Ex-Shin Bet chief says top Arab MK supports terrorists

Avi Dichter’s comment follows Ayman Odeh’s accusation last month that the Likud MK had ordered the killing of Yasser Arafat

Dov Lieber is a former Times of Israel Arab affairs correspondent.

Likud parliament member Avi Dichter attends a Knesset discussion on November 19, 2015. (Miriam Alster/FLASH90)
Likud parliament member Avi Dichter attends a Knesset discussion on November 19, 2015. (Miriam Alster/FLASH90)

Former Shin Bet chief MK Avi Dichter (Likud) accused the Joint (Arab) List leader MK Ayman Odeh on Monday of doing nothing to stop terror against Israelis.

Dichter’s charge came during a discussion in the Knesset plenum, and followed Odeh’s claim last month that Dichter ordered the killing of PLO chief Yasser Arafat.

Arafat passed away in 2004, age 75, and many Palestinians claimed Israel poisoned him, an allegation dismissed by Israel.

In an interview last month on Channel 2, Odeh also accused Dichter of ordering the killings of Hamas cofounders Sheikh Ahmed Yassin and Abdel Aziz al-Rantisi while he served as director of the security agency.

“How is it possible that your lips did not tremble as you accused me and other MKs of murdering arch-murderers like Rantisi? What have you done and what are you doing today to prevent terror? Nothing,” said Dichter to Odeh on Monday.

“The day will come,” continued Dichter, “when you will be greeted at the gates of heaven by Sheikh Yassin and Rantisi. You have passed their test for acceptance. With them, you are considered a righteous man, and by you they are deemed righteous.”

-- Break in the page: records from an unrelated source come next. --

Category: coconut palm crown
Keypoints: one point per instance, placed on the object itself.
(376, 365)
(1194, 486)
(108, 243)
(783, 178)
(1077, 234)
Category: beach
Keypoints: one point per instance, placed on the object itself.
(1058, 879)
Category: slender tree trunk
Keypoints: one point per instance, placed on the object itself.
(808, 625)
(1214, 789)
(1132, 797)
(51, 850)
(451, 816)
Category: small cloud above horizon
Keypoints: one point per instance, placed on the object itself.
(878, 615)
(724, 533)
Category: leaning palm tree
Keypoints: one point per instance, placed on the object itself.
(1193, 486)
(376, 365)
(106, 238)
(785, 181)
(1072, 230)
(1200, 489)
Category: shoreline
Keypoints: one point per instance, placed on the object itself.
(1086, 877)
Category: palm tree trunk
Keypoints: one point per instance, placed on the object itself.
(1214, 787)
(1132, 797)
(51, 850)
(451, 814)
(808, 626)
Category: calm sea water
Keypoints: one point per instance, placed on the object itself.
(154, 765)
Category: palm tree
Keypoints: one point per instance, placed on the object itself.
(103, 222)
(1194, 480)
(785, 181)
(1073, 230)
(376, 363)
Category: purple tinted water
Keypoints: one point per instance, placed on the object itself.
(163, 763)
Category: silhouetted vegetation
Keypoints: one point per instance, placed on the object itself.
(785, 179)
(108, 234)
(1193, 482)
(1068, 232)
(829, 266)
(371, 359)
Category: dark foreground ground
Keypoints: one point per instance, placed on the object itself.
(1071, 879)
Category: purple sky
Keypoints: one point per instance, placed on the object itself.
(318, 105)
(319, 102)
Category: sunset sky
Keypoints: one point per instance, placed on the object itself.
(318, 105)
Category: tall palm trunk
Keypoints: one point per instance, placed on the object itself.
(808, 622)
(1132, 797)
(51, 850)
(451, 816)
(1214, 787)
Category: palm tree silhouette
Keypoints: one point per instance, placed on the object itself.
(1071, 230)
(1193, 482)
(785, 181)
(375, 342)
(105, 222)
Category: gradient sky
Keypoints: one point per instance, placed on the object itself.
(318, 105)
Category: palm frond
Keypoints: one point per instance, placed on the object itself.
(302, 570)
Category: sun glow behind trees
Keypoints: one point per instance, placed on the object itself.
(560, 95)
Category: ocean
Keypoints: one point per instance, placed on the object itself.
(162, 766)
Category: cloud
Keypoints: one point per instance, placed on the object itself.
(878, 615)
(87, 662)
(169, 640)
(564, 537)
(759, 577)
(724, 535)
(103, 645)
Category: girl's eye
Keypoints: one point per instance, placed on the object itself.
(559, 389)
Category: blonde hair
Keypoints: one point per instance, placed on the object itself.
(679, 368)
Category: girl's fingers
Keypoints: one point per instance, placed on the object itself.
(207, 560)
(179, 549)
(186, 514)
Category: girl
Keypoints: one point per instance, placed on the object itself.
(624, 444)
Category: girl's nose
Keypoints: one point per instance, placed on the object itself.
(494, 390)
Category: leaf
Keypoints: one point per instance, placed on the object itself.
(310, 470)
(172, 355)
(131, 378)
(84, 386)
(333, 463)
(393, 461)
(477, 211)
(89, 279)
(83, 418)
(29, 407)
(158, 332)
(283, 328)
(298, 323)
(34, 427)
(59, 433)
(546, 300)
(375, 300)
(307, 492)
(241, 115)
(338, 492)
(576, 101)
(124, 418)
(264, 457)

File: Leader of the Joint Arab list, Ayman Odeh leads the weekly Joint Arab list meeting at the Knesset, Israel's parliament in Jerusalem, October 12, 2015. (Photo by Miriam Alster/Flash90)
File: Leader of the Joint Arab list, Ayman Odeh leads the weekly Joint Arab list meeting at the Knesset, Israel’s parliament in Jerusalem, October 12, 2015. (Photo by Miriam Alster/Flash90)

Odeh responded by accusing Dichter of pandering to the cameras.

“It seems that Dichter has been under great pressure and a bit desperate to grab some headlines, and therefore, he chose to use such low and cheap incitement,” Odeh said.

“We will continue to advance a politics of teamwork, which looks after the good of all citizens, in the face of the current government’s politics of hate and malice,” he added.

The Joint List leader’s initial comments last month followed a stormy Knesset debate surrounding a law that would allow a majority of MKs to vote to suspend fellow lawmakers deemed to be abetting terrorism. The bill passed its first of three required votes on Monday night.

In the Channel 2 interview following the debate last month, Odeh said Dichter was allowed to serve as a lawmaker despite having ordered the murder of Palestinian leaders.

“There are Shin Bet heads who gave orders to murder the leaders of the Palestinian people — people who are in the coalition…. For example, [Avi] Dichter sent people who murdered Arafat, and [Hamas cofounders] Sheikh Ahmed Yassin, and Rantisi, and he is in the Knesset. People who sent people to murder people are members of Knesset,” he said.

Arafat died in Percy military hospital near Paris in November 2004, having flown there in a French military jet after complaining of stomach pains while at his headquarters in the West Bank city of Ramallah. French investigators last April announced they had not found evidence he had been poisoned, and a French prosecutor subsequently closed the case.

Israel killed Hamas leaders Yassin and al-Rantisi in Gaza air raids in early 2004.

Dichter hit back on his Facebook page at Odeh’s accusations last month, writing that he was “proud to have had the privilege” of helping to send Yassin and Rantisi “deep into the earth” within a month of each other.

The Knesset Ethics Committee last week reprimanded Odeh for his remarks against the former Shin Bet chief, but stopped short of leveling any penalty against the lawmaker.